Il en résulte que la demande présentée en la cause est régie par les nouvelles dispositions, les assignations devant le tribunal judiciaire d’Avignon ayant été délivrées les 23 juin, 18 août et 16 septembre 2021.
— Sur l’arrêt de l’exécution provisoire :
En l’espèce, le jugement du 5 mai 2023 dont appel est assorti de l’exécution provisoire de droit. A ce titre, l’article 514-3 du code de procédure civile dispose :
'En cas d’appel, le premier président peut être saisi afin de d’arrêter l’exécution provisoire de la décision lorsqu’il existe un moyen sérieux d’annulation ou de réformation et que l’exécution risque d’entraîner des conséquences manifestement excessives.
La demande de la partie qui a comparu en première instance sans faire valoir d’observations sur l’exécution provisoire n’est recevable que si, outre l’existence d’un moyen sérieux d’annulation de réformation, l’exécution provisoire risque d’entraîner des conséquences manifestement excessives qui se sont révélées postérieurement à la décision de première instance. »
Ainsi, pour obtenir gain de cause devant le premier président, les appelants doivent rapporter la preuve que les deux conditions cumulatives du premier alinéa de l’article précité sont réunies, mais pour que leur demande soit déclarée recevable, ils doivent justifier préalablement que les conséquences manifestement excessives dont ils se prévalent ont trouvé leur cause dans des événements postérieurs à la décision déférée.
Dans leurs écritures soutenues à l’audience, Messieurs [S] [J], [E] [J] et [D] [J] ne font valoir aucun moyen venant soutenir l’existence de conséquences manifestement excessives qui auraient trouvé leur cause dans des circonstances postérieures à la décision déférée. En conséquence de quoi, la demande est déclarée irrecevable.
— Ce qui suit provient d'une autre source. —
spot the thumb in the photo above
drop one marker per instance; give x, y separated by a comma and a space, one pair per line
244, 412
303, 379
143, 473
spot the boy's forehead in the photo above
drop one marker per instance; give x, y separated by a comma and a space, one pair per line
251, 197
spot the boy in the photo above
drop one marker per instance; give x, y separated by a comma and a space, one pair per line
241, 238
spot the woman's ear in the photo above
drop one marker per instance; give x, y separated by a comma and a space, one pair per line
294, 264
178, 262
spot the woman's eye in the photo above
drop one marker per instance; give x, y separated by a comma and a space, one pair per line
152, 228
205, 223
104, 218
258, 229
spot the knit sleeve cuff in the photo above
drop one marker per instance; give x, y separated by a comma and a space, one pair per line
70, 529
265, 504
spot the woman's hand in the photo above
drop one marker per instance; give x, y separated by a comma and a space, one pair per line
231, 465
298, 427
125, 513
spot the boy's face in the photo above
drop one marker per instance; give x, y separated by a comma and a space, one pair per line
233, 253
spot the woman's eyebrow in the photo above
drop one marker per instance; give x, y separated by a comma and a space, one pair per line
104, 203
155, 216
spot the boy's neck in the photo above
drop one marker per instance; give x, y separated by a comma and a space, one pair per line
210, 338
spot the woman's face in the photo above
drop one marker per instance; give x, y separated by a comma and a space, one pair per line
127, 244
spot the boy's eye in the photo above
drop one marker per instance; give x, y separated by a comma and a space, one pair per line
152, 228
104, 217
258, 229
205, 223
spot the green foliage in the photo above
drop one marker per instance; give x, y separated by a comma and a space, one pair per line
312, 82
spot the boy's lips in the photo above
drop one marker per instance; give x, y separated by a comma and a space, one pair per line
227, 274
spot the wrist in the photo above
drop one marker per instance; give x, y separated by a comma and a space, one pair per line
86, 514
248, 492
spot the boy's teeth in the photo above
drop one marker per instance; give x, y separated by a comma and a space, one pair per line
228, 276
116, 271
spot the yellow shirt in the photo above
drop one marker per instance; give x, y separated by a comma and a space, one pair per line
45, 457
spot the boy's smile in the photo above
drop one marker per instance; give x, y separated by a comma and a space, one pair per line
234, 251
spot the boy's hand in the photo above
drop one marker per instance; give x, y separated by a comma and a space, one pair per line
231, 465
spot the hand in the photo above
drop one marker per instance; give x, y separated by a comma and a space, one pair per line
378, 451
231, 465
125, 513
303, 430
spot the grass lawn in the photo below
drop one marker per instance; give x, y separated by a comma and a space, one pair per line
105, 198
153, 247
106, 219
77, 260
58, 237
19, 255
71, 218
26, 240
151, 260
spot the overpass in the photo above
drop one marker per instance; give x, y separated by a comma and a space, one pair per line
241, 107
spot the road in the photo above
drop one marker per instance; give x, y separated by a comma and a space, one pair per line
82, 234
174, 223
Sur les frais irrépétibles
Il n’est pas inéquitable de condamner solidairement Messieurs [S] [J], [E] [J] et [D] [J] à payer à M. [J] [R], M. [J] [K], Mme [J] [A], M. [J] [H], Mme [J] [T], Mme [J] [X] et Mme [J] [F] la somme de 2 000 euros en application des dispositions de l’article 700 du code de procédure civile.
Sur la charge des dépens
Messieurs [S] [J], [E] [J] et [D] [J] succombant seront tenus de supporter la charge des entiers dépens.
PAR CES MOTIFS
Nous S. Dodivers statuant sur délégation du premier président de la cour d’appel de Nîmes, en référé, par ordonnance contradictoire, en dernier ressort et mise à disposition au greffe,
DECLARONS Messieurs [S] [J], [E] [J] et [D] [J] irrecevables à solliciter l’arrêt de l’exécution provisoire assortissant le jugement rendu par le tribunal judiciaire d’Avignon le 5 mai 2023,
CONDAMNONS solidairement Messieurs [S] [J], [E] [J] et [D] [J] à payer à M. [J] [R], M. [J] [K], Mme [J] [A], M. [J] [H], Mme [J] [T], Mme [J] [X] et Mme [J] [F] la somme de 2 000 euros en application des dispositions de l’article 700 du code de procédure civile,
Condamnons Messieurs [S] [J], [E] [J] et [D] [J] aux dépens de la présente procédure.
Ordonnance signée par Madame Sylvie DODIVERS, Présidente de Chambre, et par Madame Véronique PELLISSIER, Greffière, présente lors du prononcé.